Marliss had been divorced for a long time when she scored big by marrying a man a decade and a half younger than she was. Since then she had invested in any number of “image-enhancing” procedures. In the harsh sunlight, when her lips shifted into a pout, glimpses of her history of cosmetic changes showed through her carefully applied makeup, making it clear that she was far older than a first impression might have indicated.

“It’s exactly what I expect,” Joanna replied firmly. “We’ll have a press briefing maybe later on today. In the meantime, I’d like to know where you’re getting your information.”

“Have you ever heard of freedom of the press?” Marliss shot back. “I’m a reporter, and I’m under no obligation to reveal my confidential sources.”

“True,” Joanna said, “but you also don’t get preferential treatment.”

“I don’t have to not publish something I know just on your say-so.”

“What you think you know,” Joanna corrected. “And you’re right. You’re welcome to publish whatever you want. Putting something about a victim in your paper prior to our notifying the family would be reprehensible, but it wouldn’t be against the law. You should leave now.”

Marliss’s cheeks glowed with fury and her Botoxed lips pulled into a sneer, but she kept her tone civil. “Very well,” she said. “I’m leaving.” She reached out to open the door on the RAV4. Then she stopped and turned back to Joanna. “By the way,” she said, “how’s Jenny doing these days?”

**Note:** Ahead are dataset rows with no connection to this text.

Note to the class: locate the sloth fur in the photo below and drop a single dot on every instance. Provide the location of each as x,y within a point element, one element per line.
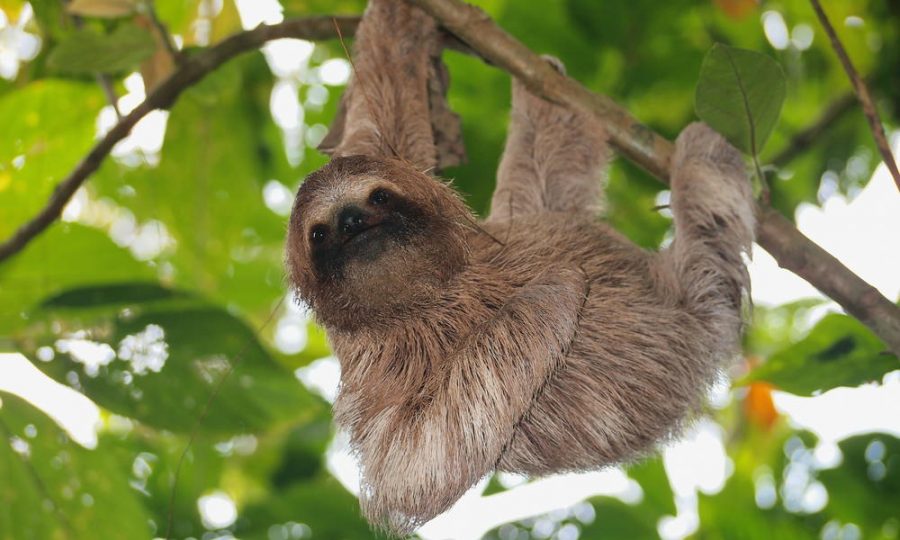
<point>537,341</point>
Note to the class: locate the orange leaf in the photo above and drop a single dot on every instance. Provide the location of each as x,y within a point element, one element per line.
<point>158,67</point>
<point>758,405</point>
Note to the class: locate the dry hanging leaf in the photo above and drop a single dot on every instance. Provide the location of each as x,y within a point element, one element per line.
<point>160,65</point>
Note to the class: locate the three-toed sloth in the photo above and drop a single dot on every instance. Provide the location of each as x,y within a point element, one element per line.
<point>535,341</point>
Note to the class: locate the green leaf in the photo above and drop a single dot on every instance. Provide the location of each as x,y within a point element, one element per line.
<point>145,352</point>
<point>227,243</point>
<point>617,520</point>
<point>85,51</point>
<point>322,505</point>
<point>865,488</point>
<point>740,94</point>
<point>651,475</point>
<point>54,488</point>
<point>44,137</point>
<point>66,255</point>
<point>839,351</point>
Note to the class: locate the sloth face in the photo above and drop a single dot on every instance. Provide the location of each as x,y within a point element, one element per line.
<point>370,237</point>
<point>365,222</point>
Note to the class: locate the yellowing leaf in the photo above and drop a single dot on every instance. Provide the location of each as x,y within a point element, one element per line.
<point>740,94</point>
<point>102,8</point>
<point>160,65</point>
<point>759,407</point>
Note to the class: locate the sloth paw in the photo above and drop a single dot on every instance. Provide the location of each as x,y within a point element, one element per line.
<point>700,144</point>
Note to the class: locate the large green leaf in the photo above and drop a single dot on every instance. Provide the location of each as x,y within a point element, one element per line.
<point>157,356</point>
<point>65,256</point>
<point>53,488</point>
<point>658,496</point>
<point>839,351</point>
<point>86,51</point>
<point>865,488</point>
<point>44,137</point>
<point>740,94</point>
<point>322,505</point>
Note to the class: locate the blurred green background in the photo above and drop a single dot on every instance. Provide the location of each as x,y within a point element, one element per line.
<point>166,271</point>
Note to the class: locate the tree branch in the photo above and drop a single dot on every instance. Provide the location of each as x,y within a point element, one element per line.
<point>638,143</point>
<point>862,92</point>
<point>190,71</point>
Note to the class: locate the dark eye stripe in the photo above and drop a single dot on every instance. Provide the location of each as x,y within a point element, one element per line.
<point>379,196</point>
<point>318,234</point>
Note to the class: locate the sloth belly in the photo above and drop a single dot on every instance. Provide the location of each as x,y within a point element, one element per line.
<point>634,373</point>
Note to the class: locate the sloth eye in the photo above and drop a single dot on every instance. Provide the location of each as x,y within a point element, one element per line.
<point>318,234</point>
<point>379,196</point>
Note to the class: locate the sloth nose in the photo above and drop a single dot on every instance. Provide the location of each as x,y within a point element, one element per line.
<point>352,220</point>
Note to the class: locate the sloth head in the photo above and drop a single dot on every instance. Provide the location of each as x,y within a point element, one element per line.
<point>373,239</point>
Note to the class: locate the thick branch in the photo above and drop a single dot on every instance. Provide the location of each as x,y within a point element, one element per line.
<point>776,234</point>
<point>862,92</point>
<point>189,72</point>
<point>480,35</point>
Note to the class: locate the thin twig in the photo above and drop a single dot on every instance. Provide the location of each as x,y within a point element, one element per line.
<point>106,84</point>
<point>862,92</point>
<point>803,139</point>
<point>638,143</point>
<point>164,34</point>
<point>198,422</point>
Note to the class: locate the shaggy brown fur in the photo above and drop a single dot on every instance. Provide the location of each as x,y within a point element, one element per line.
<point>538,341</point>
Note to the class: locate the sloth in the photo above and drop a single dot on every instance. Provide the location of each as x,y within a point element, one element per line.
<point>536,341</point>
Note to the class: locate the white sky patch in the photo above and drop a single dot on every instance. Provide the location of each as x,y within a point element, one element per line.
<point>322,376</point>
<point>284,104</point>
<point>256,12</point>
<point>146,350</point>
<point>90,354</point>
<point>802,36</point>
<point>775,29</point>
<point>16,45</point>
<point>287,57</point>
<point>853,231</point>
<point>144,144</point>
<point>74,413</point>
<point>278,197</point>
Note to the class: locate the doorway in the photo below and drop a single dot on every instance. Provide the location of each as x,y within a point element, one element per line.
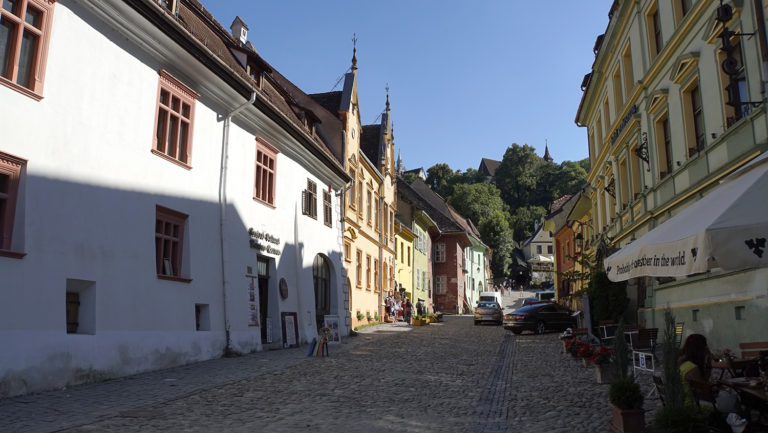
<point>263,273</point>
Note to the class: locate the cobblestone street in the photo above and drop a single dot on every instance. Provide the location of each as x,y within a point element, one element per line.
<point>447,377</point>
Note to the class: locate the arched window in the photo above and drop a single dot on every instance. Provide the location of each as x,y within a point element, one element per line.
<point>321,276</point>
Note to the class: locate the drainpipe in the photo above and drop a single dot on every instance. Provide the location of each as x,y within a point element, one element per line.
<point>228,351</point>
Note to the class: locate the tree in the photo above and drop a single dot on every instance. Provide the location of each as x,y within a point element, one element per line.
<point>438,177</point>
<point>516,175</point>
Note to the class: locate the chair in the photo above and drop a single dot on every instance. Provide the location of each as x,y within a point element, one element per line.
<point>679,333</point>
<point>658,384</point>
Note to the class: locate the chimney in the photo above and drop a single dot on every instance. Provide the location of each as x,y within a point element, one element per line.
<point>239,29</point>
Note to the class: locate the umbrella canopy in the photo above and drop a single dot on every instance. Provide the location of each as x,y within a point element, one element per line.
<point>540,259</point>
<point>727,228</point>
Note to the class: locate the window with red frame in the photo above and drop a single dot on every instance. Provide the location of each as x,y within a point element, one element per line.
<point>169,241</point>
<point>266,160</point>
<point>24,34</point>
<point>10,172</point>
<point>175,119</point>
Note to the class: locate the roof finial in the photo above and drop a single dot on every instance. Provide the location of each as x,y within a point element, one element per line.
<point>387,89</point>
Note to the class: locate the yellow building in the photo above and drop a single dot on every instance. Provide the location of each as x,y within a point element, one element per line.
<point>675,103</point>
<point>369,204</point>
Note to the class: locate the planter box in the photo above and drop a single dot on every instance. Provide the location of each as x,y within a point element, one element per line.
<point>627,421</point>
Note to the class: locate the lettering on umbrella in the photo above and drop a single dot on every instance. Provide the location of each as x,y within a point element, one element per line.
<point>756,245</point>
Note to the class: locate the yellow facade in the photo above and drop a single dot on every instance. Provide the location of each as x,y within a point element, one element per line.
<point>664,126</point>
<point>404,254</point>
<point>369,210</point>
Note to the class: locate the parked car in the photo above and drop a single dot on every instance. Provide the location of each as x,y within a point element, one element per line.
<point>488,312</point>
<point>539,317</point>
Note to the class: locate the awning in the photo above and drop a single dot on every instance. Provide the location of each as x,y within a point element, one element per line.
<point>726,229</point>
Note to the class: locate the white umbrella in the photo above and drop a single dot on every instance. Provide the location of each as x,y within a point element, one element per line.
<point>727,228</point>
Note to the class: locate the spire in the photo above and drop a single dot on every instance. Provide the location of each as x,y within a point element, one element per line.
<point>387,89</point>
<point>547,156</point>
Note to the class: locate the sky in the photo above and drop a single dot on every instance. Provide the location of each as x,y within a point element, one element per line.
<point>466,79</point>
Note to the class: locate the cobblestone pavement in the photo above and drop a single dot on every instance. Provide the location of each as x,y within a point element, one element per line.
<point>447,377</point>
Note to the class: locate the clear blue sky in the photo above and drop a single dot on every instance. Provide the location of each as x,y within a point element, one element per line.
<point>467,78</point>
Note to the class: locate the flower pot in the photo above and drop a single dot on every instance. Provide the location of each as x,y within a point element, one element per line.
<point>603,373</point>
<point>627,420</point>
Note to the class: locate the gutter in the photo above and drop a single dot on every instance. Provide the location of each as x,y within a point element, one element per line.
<point>228,350</point>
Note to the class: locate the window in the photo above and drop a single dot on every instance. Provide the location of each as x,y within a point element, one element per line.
<point>264,187</point>
<point>734,85</point>
<point>368,271</point>
<point>368,204</point>
<point>694,117</point>
<point>663,146</point>
<point>441,284</point>
<point>321,278</point>
<point>376,274</point>
<point>359,268</point>
<point>327,213</point>
<point>653,22</point>
<point>24,33</point>
<point>681,9</point>
<point>440,252</point>
<point>309,200</point>
<point>360,194</point>
<point>175,118</point>
<point>617,92</point>
<point>169,241</point>
<point>10,173</point>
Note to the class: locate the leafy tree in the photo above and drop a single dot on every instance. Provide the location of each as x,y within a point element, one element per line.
<point>516,175</point>
<point>410,177</point>
<point>522,221</point>
<point>438,177</point>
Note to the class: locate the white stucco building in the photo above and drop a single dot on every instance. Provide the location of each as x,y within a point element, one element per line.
<point>151,214</point>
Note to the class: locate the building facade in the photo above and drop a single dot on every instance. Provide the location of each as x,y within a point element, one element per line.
<point>183,224</point>
<point>673,104</point>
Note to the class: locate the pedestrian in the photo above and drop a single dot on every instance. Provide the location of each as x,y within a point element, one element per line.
<point>407,311</point>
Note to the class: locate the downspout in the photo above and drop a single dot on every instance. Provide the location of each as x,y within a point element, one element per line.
<point>381,249</point>
<point>228,351</point>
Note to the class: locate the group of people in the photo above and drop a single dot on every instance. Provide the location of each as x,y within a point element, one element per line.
<point>398,308</point>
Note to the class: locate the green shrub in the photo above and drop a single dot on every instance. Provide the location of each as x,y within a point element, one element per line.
<point>625,394</point>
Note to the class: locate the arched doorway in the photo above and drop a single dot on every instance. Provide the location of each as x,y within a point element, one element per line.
<point>321,276</point>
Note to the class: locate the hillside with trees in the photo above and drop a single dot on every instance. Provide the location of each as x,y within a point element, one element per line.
<point>505,206</point>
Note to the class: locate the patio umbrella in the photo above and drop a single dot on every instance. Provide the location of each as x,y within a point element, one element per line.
<point>725,229</point>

It was an out-of-the-blue question. As far as Joanna knew, Jenny’s only meetings with Marliss had occurred mostly during coffee hours after Sunday services at Tombstone Canyon United Methodist Church, although she supposed Jenny could have encountered Marliss when she was out with Joanna’s mother.

“Jenny’s fine,” Joanna answered.

“Good,” Marliss replied with a smile that was as unsettling as it was insincere. “Glad to hear it.”

Once in the SUV, she slammed it into gear, made a quick U-turn, and then took off, leaving Joanna standing there in a cloud of gravel and dust. She looked down at the grimy uniform she had put on clean only a couple of hours earlier. She’d have to shower and change before she showed up at the office.